On peut dire que les deux parties ont battu le fer. On a en effet appris cette semaine que Bruno Venanzi a mandaté un de ses collaborateurs directs pour qu’il fixe le montant précis à verser à l’Agence de développement économique de la province de Liège. Et récupérer ainsi sans plus tarder les parties du stade de Sclessin dont l’intercommunale liégeoise est encore propriétaire. Pour rappel, celle-ci s’était portée garante en 1998 auprès de l’organisme bancaire qui a financé les travaux pour permettre au club de mettre ses infrastructures aux normes exigées par l’UEFA pour accueillir l’Euro 2000.
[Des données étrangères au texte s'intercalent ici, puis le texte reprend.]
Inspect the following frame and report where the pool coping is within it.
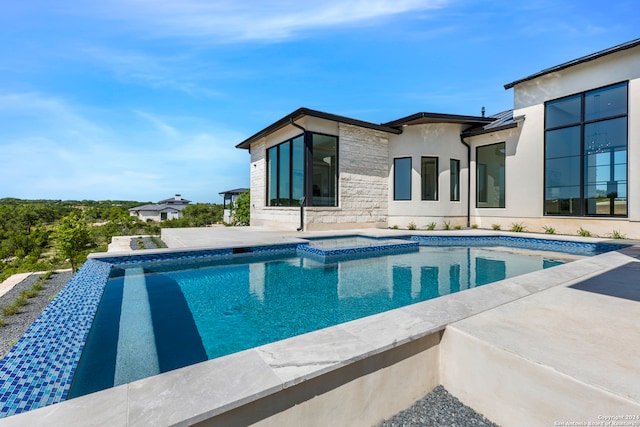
[0,232,628,424]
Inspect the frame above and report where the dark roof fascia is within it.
[218,188,249,195]
[504,39,640,89]
[460,116,524,138]
[236,107,402,148]
[383,113,496,128]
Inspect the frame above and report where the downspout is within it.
[460,134,471,228]
[289,117,307,231]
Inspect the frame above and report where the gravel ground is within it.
[0,271,71,359]
[378,385,498,427]
[0,270,498,427]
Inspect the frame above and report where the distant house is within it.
[129,194,191,221]
[218,188,249,224]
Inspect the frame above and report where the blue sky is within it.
[0,0,640,203]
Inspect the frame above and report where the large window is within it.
[421,157,438,200]
[393,157,411,200]
[476,142,505,208]
[449,159,460,202]
[267,132,338,206]
[544,83,627,216]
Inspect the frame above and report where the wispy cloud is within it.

Depuis, la SPI était restée nu-propriétaire des tribunes 3 et 4 (ainsi que d’une partie de la tribune 1 transformée), le club en ayant l’usufruit moyennant remboursement d’un loyer annuel de 700.000 euros. Ce loyer visait à amortir l’emprunt sur une durée de 25 ans. C’est le remboursement anticipé de cet emprunt - initialement clôturé en 2024- qui est aujourd’hui sur la table.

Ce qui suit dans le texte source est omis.